—Celui-là, c'est différent: il est plus difficile à jouer, et il est à craindre, car il n'a pas l'habitude d'hésiter devant les moyens violents, mais il ne m'inquiète guère non plus: il a tant de vices, qu'il offre prise aux gens véritablement habiles. D'ailleurs, s'il le faisait, j'emploierais les pouvoirs que ce niais de Pinard a si bien confectionnés. Avant qu'on en ait reconnu la fausseté, j'aurais dix fois le temps de casser la tête au proconsul et de mettre Nantes sens dessus dessous. C'est même peut-être là une idée à laquelle j'aurais dû songer plus tôt. Ce serait réjouissant de se servir contre Pinard de son propre ouvrage, et de le faire guillotiner en vertu des ordres qu'il aurait falsifiés lui-même. Qu'en penses-tu?
—Je pense qu'il nous faut d'abord pour nous seuls la fortune de la marquise.
—Mon Dieu! tu deviens d'un matérialisme épouvantable! Tu ne penses qu'à l'argent! tu n'as plus de poésie!
—J'aurai de la poésie à mon heure, quand j'aurai les millions.
—Eh bien, ma belle, encore une fois, sois tranquille, mon plan est fait, et nous ne partagerons rien. Seulement, sois plus aimable que jamais avec Carrier. Sur ce, il est tard, je suis fatigué, cette ignoble société me dégoûte, je quitte la compagnie. On ne respire pas ici, et j'ai besoin d'air. Adieu! demain je te dirai ce que j'aurai fait, car demain, bien certainement, j'aurai joué la seconde manche de cette partie décisive, et peut-être bien que le soir venu nous fuirons ensemble.

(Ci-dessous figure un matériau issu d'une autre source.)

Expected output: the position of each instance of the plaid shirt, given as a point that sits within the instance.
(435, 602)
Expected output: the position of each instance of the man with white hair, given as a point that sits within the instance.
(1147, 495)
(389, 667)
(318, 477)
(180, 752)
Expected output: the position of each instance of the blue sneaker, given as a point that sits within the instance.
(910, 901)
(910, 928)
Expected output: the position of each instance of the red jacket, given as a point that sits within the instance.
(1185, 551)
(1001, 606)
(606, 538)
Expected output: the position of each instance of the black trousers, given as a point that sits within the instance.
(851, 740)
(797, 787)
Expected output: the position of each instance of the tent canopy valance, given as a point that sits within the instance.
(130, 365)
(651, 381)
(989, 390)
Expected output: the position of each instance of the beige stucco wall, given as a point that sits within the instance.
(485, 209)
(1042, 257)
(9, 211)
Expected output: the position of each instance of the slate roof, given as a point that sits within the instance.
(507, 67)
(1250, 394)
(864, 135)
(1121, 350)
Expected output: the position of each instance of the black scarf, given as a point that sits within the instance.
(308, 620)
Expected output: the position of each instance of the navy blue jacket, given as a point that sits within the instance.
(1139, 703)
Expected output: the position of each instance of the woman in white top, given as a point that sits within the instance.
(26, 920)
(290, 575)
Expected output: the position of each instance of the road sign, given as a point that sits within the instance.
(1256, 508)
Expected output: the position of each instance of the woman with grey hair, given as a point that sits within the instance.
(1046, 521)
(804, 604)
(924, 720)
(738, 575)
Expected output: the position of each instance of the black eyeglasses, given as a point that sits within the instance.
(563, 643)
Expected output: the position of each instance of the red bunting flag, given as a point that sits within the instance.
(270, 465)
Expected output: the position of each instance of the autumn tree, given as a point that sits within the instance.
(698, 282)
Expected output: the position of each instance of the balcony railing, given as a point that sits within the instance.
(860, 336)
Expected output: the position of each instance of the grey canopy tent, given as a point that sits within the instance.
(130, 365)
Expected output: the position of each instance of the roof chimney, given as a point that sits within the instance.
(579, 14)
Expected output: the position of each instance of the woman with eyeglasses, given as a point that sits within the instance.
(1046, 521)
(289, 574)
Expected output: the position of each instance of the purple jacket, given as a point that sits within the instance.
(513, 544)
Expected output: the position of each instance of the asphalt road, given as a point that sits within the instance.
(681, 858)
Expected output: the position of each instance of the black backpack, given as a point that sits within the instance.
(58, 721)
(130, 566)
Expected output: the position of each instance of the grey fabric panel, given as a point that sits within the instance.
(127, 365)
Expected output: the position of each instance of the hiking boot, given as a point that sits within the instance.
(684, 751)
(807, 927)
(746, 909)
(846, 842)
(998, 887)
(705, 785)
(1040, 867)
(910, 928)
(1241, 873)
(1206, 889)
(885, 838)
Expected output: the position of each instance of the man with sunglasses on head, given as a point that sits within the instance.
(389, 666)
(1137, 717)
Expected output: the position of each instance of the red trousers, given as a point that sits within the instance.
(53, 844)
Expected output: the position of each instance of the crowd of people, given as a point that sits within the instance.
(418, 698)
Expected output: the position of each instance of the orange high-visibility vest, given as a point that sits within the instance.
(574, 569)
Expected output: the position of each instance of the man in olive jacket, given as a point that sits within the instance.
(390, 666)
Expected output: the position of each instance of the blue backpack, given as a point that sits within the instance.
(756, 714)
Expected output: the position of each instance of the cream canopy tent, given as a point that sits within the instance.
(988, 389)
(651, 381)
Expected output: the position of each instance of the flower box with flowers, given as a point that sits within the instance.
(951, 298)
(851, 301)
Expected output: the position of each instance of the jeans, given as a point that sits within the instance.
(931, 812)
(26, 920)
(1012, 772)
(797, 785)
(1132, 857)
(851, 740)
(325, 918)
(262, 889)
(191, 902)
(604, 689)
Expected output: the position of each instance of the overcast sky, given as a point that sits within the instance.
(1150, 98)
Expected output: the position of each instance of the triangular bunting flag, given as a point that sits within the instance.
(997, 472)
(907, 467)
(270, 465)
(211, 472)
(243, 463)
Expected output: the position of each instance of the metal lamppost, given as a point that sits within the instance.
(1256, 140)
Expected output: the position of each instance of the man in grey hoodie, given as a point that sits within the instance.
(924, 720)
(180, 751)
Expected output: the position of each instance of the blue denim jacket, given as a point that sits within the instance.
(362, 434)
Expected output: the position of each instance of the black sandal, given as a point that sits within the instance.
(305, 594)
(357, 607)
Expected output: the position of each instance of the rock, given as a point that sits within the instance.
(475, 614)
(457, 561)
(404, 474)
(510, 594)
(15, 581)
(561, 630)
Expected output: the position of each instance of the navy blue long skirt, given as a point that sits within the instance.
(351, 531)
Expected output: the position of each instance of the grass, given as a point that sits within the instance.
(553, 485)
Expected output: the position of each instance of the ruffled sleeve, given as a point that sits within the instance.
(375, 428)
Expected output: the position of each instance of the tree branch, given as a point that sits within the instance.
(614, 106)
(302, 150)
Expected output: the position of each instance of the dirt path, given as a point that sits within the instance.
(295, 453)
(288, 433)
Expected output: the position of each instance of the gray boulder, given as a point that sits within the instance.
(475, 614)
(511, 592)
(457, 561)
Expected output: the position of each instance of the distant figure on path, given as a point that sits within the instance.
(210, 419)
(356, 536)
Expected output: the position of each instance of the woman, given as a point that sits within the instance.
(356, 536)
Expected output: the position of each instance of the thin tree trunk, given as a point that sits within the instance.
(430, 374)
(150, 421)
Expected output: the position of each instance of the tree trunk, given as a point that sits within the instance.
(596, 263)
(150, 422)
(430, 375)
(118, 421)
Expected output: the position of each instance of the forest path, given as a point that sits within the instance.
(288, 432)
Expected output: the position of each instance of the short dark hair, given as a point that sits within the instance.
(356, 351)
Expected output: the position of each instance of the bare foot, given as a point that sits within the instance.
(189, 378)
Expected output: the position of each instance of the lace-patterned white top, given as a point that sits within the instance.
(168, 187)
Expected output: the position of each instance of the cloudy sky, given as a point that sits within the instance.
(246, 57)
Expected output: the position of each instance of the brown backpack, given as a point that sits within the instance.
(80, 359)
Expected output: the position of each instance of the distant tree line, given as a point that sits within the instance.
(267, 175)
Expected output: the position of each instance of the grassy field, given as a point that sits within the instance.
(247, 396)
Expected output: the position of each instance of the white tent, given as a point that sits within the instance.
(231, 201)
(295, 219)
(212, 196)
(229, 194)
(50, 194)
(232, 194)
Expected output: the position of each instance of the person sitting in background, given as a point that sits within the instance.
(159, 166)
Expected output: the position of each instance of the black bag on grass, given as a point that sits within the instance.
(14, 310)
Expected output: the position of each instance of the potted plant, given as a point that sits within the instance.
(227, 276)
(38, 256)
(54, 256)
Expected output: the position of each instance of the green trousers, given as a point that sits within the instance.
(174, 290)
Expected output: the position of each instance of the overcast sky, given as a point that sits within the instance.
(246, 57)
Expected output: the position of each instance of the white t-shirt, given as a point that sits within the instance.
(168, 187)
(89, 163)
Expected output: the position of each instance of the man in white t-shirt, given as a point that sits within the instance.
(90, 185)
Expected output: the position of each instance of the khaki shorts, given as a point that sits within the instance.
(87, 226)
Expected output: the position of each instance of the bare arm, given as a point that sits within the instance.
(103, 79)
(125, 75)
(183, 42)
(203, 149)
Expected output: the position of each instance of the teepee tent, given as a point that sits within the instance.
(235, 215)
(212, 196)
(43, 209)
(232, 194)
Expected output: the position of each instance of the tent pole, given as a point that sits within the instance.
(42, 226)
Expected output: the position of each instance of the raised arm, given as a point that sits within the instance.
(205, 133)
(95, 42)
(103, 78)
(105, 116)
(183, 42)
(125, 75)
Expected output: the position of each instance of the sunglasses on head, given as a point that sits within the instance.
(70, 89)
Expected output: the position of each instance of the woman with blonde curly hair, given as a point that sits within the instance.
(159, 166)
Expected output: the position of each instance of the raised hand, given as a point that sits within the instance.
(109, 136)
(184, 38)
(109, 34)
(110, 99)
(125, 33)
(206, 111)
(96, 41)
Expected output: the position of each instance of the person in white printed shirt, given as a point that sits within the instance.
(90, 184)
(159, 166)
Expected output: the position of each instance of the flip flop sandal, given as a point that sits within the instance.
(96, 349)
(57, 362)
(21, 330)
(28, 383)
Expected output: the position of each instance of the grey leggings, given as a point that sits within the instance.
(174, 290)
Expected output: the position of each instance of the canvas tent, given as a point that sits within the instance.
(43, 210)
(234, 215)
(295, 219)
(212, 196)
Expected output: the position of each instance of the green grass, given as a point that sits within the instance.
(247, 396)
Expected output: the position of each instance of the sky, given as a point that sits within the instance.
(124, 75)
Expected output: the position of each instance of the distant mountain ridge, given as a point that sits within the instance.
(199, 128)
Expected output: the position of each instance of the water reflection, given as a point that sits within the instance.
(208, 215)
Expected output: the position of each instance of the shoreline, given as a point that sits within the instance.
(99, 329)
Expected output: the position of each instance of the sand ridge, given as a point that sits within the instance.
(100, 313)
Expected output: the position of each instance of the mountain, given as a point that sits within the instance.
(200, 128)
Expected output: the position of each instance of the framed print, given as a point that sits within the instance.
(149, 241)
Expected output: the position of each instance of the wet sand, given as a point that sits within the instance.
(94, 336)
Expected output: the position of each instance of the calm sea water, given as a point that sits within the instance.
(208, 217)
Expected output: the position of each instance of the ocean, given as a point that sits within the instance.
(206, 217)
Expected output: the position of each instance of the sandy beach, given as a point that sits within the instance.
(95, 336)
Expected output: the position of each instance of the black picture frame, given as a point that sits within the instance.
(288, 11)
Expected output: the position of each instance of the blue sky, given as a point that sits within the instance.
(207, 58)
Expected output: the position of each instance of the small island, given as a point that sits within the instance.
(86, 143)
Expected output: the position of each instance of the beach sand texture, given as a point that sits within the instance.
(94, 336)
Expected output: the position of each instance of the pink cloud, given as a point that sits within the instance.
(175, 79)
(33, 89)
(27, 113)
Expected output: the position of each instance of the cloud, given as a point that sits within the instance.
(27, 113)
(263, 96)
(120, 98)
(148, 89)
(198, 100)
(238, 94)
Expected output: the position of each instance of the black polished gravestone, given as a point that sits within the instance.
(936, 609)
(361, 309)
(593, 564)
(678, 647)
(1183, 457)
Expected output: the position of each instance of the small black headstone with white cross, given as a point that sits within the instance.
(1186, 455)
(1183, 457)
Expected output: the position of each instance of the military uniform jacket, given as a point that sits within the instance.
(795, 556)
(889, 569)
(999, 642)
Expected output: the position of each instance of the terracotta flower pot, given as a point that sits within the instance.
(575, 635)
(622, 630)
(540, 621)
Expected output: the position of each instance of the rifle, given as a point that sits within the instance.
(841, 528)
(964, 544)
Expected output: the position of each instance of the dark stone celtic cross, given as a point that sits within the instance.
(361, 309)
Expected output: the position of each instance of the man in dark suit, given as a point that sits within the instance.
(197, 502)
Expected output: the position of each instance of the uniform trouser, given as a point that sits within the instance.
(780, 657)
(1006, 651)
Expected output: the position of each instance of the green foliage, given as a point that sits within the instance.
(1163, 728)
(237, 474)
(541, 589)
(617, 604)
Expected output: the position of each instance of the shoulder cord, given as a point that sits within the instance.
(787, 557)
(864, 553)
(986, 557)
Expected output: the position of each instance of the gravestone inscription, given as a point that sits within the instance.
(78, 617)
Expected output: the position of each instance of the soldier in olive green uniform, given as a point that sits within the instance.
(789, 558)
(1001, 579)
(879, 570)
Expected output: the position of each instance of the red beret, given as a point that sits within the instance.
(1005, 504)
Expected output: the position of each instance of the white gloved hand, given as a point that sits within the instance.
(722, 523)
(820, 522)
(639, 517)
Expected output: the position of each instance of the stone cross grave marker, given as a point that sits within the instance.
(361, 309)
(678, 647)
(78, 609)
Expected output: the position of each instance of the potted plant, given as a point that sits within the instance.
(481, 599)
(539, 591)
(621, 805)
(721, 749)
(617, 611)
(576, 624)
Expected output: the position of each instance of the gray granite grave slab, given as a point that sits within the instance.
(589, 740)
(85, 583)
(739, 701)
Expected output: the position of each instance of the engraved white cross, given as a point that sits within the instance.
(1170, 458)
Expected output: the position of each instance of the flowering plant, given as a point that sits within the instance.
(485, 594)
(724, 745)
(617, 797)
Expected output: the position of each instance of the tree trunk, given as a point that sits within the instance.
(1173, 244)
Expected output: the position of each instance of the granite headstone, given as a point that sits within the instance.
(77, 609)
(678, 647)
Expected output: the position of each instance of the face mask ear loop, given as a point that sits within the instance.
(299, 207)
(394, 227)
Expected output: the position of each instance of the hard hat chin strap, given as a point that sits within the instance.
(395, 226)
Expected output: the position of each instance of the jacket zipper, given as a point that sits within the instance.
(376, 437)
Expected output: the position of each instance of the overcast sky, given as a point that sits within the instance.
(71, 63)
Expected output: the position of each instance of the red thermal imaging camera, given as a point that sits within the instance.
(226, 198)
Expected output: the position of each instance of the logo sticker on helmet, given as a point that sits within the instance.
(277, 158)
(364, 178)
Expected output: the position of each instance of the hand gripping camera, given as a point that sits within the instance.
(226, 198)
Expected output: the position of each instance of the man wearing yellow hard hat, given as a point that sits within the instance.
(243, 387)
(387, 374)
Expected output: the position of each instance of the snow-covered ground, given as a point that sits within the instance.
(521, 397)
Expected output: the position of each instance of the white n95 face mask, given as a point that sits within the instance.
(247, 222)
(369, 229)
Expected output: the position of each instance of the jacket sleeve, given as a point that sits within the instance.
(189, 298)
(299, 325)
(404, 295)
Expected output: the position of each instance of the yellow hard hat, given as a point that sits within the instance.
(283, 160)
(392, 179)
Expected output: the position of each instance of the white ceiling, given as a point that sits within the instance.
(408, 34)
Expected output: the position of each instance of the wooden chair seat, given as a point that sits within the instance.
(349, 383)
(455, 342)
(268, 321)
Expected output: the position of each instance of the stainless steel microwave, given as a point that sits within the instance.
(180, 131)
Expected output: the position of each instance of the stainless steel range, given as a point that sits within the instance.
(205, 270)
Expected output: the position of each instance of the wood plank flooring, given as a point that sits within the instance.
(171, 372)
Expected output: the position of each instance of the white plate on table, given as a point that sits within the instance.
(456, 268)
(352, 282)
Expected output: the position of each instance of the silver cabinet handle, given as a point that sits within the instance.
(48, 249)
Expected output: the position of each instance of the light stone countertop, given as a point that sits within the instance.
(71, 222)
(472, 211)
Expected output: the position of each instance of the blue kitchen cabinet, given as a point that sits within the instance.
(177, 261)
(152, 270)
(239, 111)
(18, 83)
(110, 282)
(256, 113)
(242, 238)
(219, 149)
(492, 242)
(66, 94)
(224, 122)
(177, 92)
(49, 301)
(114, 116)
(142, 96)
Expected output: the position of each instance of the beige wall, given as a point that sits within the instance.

Les deux complices se pressèrent mystérieusement les mains, et Diégo, se levant de table, repoussa sa chaise et quitta la chambre au milieu des cris, des chants et des vociférations des convives, dont les trois quarts menaçaient de rouler bientôt sous la table. L'Italien traversa le salon et descendit les degrés de l'escalier qui conduisait dans le vestibule. De là il atteignit la cour qu'il allait traverser pour gagner la rue, lorsqu'un tumulte effroyable, partant de l'intérieur du corps-de-garde, l'arrêta brusquement dans sa marche. Il s'avança vivement pour connaître la cause de ce bruit inattendu.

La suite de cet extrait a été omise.